Latent Semantic Analysis

An everyday application of Latent Semantic Analysis (LSA) is the Google search engine where words that are semantically/contextually similar are also returned in the search query.  Type in “run” and the search will also pick up “ran”, “runs” and “running”. LSA allows natural language processing of vast collections of data, such as web pages, to provide information about how similar words are related to each other in (semantic) context by converting words into vectors (vectorial semantics) and applying singular value decomposition to the matrix.  In this way, the data itself is used to create a ‘latent semantic dictionary/thesaurus’ which reflects the context of the documents being analysed.

LSA captures the contextual relationships between text documents and word meanings.  Taking into account the context in which words are used is important for linguistic analysis.  The contextual meaning of words change over time and across social groups.  An example of the importance of context is how the meaning of ‘terrific’ changes over time.  Latent semantic analysis of documents from the second half of the 19th century would show ‘terrific’ as similar to ‘horror’. While documents from the second half of the 20th century would show ‘horror’ as now being the opposite of ‘terrific’.

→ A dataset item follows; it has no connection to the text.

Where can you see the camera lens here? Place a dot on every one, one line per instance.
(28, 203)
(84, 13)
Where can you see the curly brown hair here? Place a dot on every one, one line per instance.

LSA can also be used to categorize documents based on similarities in word usage and ‘commonality of context’.  LSA  is one of the methods used to try and identify (speculate) who the ‘real’ Shakespeare was by comparing the works of Shakespeare with the writings of other contemporaries.   It is this application of LSA that I’m most interested in.

Where the meaning words should remain constant as a function of narrow time frames and geographical locations, it should be possible to identify economic decision types through their unique ‘commonality of context’.  The relationship between preferences across groups can then be analysed and hopefully shed light on the underlying architecture of the decision process.